A2.5.5.3 Reduce risk through engagement with stakeholders
Businesses can reduce financial, reputational and political risks by engaging with stakeholders. Understanding the concerns and interests of employees, customers, NGOs, politicians and business partners helps a company to manage environmental and social expectations better, resulting in reduced risk of civil action or brand assassination, improved access to capital and insurance, cost savings and reduced vulnerability to regulatory changes.

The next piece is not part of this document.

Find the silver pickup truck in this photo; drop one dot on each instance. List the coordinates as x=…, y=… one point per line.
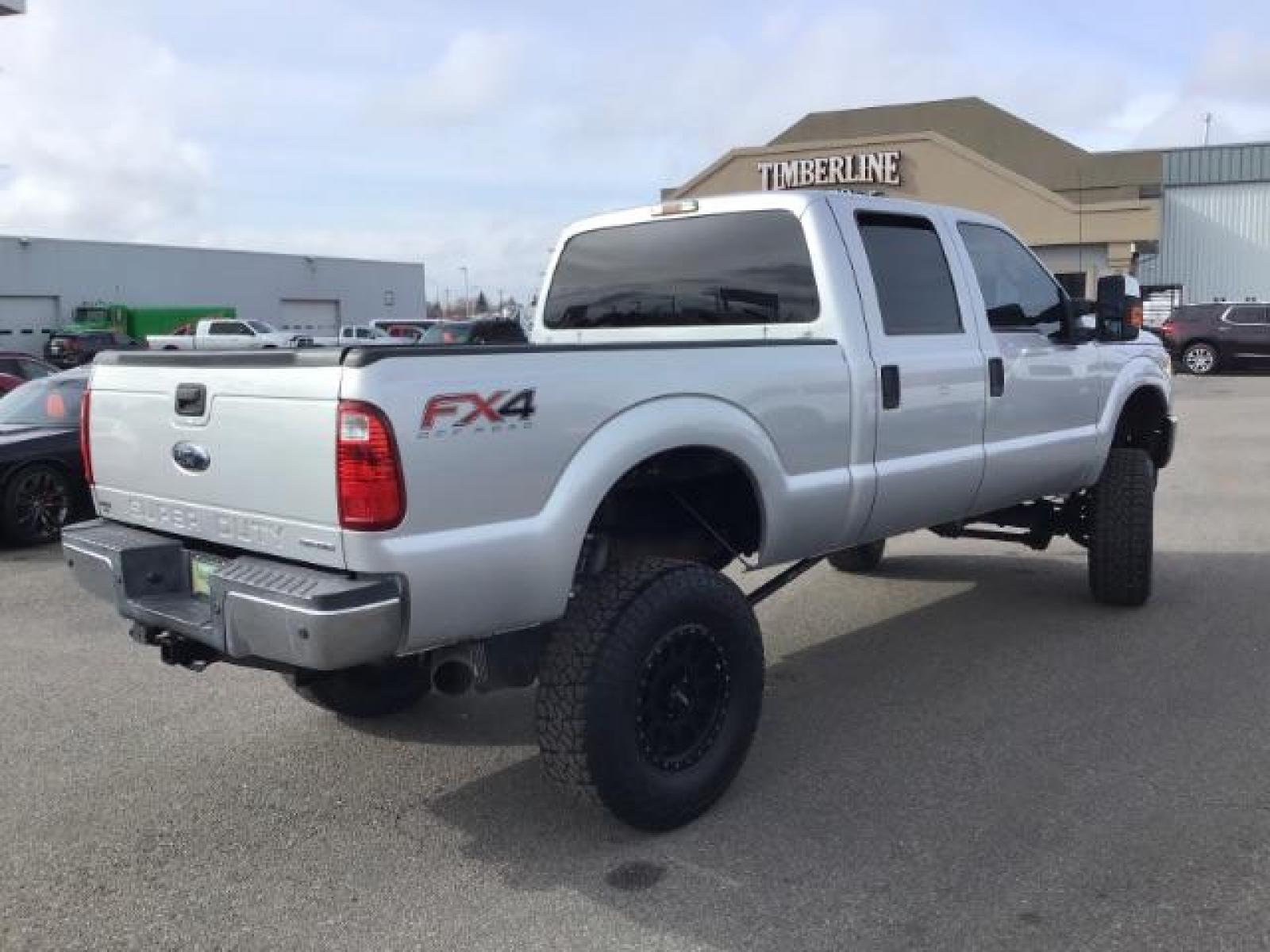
x=747, y=381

Risk is intrinsic to business and cannot be eliminated. But companies can improve their risk profiles for environmental and social performance by understanding the expectations of a broad spectrum of stakeholders. Engagement helps companies understand stakeholders’ changing expectations and needs. It allows companies to keep a finger on the pulse of the general social and political environment and helps to identify issues which could become crises or simply lead to changes in the way a business operates. Social and environmental problems can have serious impacts on financial performance and therefore on borrowers’ ability to maintain interest payments and repay capital. They can also extend to the lenders’ reputations, as institutions involved in controversial dam projects have discovered, or can generate specific financial liabilities if a borrower causes environmental damage and cannot meet its liabilities. The evidence for risk reduction through engagement and transparency is strongest for larger companies because regulators, international stakeholders and local communities expect more of them, but also because of the sensitive sectors in which many of these companies operate (e.g. mineral extraction).
Stakeholder engagement
Stakeholder engagement is essential to increasing community understanding of business operations. Community understanding of private sector activity, sometimes called a ‘local license to operate’, can sometimes be a major factor in a firm’s operations. Such acceptance can help with reputation and brand value, and failure to have such acceptance can raise operational and production risks, at times with very significant costs to the companies involved. To combat the climate of suspicion and mistrust companies must engage with stakeholders to learn their concerns and expectations.